## Camelyon17-wilds patch processing

#### Requirements
- openslide-python>=1.1.2
- opencv-python>=4.4.0

openslide-python relies on first installing OpenSlide; see [installation instructions](https://github.com/openslide/openslide-python).

#### Instructions

1. Download the CAMELYON17 data from https://camelyon17.grand-challenge.org/Data/ into `SLIDE_ROOT`. The dataset is huge, so you might want to only download the 100 WSIs with lesion annotations, which by themselves are already 600G. You can find out which WSIs have annotations by looking at the `lesion_annotations` folder.

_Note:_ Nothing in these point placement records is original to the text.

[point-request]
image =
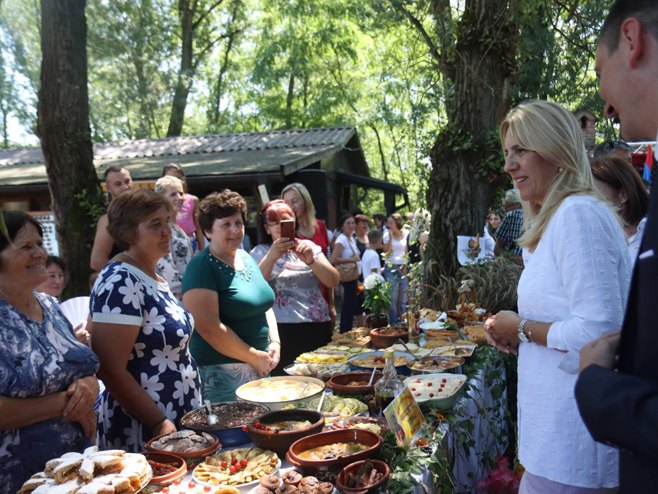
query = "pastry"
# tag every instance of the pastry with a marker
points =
(325, 488)
(292, 477)
(309, 481)
(287, 489)
(270, 481)
(262, 490)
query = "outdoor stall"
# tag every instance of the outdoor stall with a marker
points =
(323, 427)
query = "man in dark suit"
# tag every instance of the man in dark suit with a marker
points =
(617, 390)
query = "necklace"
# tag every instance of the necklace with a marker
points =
(245, 273)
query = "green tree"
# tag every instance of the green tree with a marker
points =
(63, 126)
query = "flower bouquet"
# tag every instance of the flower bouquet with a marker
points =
(377, 296)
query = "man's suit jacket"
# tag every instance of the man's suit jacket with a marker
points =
(620, 407)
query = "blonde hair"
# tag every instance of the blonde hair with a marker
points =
(306, 197)
(553, 133)
(167, 181)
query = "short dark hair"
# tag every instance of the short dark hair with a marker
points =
(14, 221)
(113, 169)
(606, 148)
(128, 210)
(620, 175)
(645, 11)
(220, 205)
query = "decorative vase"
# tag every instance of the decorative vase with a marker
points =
(374, 321)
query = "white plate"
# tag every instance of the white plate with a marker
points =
(433, 325)
(449, 351)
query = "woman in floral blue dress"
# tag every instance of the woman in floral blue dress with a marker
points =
(47, 382)
(140, 330)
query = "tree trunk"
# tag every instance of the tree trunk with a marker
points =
(466, 157)
(63, 127)
(186, 70)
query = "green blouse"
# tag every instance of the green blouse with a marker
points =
(244, 297)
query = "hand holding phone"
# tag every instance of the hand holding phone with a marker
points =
(288, 229)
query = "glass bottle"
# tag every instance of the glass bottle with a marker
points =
(389, 386)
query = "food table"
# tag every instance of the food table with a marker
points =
(469, 435)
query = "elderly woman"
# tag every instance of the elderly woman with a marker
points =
(47, 383)
(622, 186)
(572, 290)
(236, 338)
(56, 277)
(309, 227)
(346, 253)
(172, 266)
(141, 331)
(296, 270)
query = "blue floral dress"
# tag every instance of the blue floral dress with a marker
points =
(38, 359)
(160, 360)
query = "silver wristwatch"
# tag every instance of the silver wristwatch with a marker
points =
(523, 336)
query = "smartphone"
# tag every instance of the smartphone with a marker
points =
(288, 229)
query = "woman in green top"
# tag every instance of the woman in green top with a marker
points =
(236, 338)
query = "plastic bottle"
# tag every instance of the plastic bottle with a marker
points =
(389, 386)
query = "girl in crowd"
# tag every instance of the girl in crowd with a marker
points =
(297, 270)
(309, 228)
(236, 338)
(622, 186)
(395, 269)
(172, 266)
(345, 252)
(140, 330)
(573, 289)
(187, 217)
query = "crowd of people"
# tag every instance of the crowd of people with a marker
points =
(180, 311)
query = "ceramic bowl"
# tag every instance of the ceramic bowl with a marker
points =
(439, 391)
(340, 383)
(435, 364)
(364, 361)
(353, 468)
(176, 467)
(385, 337)
(371, 441)
(280, 441)
(280, 392)
(233, 415)
(190, 457)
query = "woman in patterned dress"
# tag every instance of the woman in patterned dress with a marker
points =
(296, 270)
(236, 338)
(47, 382)
(172, 266)
(140, 330)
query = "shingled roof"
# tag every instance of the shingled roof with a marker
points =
(282, 151)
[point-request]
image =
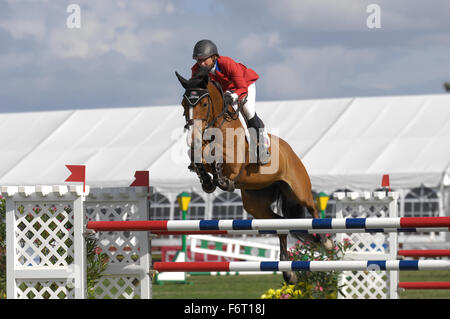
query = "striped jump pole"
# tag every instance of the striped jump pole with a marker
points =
(424, 253)
(339, 265)
(271, 224)
(310, 231)
(425, 285)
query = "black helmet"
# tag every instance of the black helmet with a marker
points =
(204, 49)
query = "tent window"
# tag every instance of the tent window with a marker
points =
(228, 206)
(196, 209)
(421, 202)
(159, 207)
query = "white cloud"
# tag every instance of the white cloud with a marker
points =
(307, 71)
(20, 28)
(254, 44)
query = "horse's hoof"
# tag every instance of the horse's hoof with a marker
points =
(208, 187)
(326, 242)
(290, 277)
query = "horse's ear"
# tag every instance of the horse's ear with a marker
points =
(182, 80)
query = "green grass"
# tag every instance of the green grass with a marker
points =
(431, 275)
(253, 286)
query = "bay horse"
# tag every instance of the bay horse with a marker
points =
(282, 181)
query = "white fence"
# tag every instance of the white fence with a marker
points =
(46, 245)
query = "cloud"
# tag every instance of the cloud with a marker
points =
(127, 51)
(313, 72)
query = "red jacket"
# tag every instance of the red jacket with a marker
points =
(231, 75)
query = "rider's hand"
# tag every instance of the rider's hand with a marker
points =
(230, 98)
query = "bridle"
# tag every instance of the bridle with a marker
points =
(193, 96)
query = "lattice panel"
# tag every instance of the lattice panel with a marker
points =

The patch extraction code expects `SLIDE_ROOT` to contain the `lesion_annotations` and `tif` folders.

2. Run `python generate_all_patch_coords.py --slide_root SLIDE_ROOT --output_root OUTPUT_ROOT` to generate a .csv of all potential patches as well as the tissue/tumor/normal masks for each WSI. `OUTPUT_ROOT` is wherever you would like the patches to eventually be written.

3. Then run `python generate_final_metadata.py --output_root OUTPUT_ROOT` to select a class-balanced set of patches and assign splits.

4. Finally, run `python extract_final_patches_to_disk.py --slide_root SLIDE_ROOT --output_root OUTPUT_ROOT` to extract the chosen patches from the WSIs and write them to disk.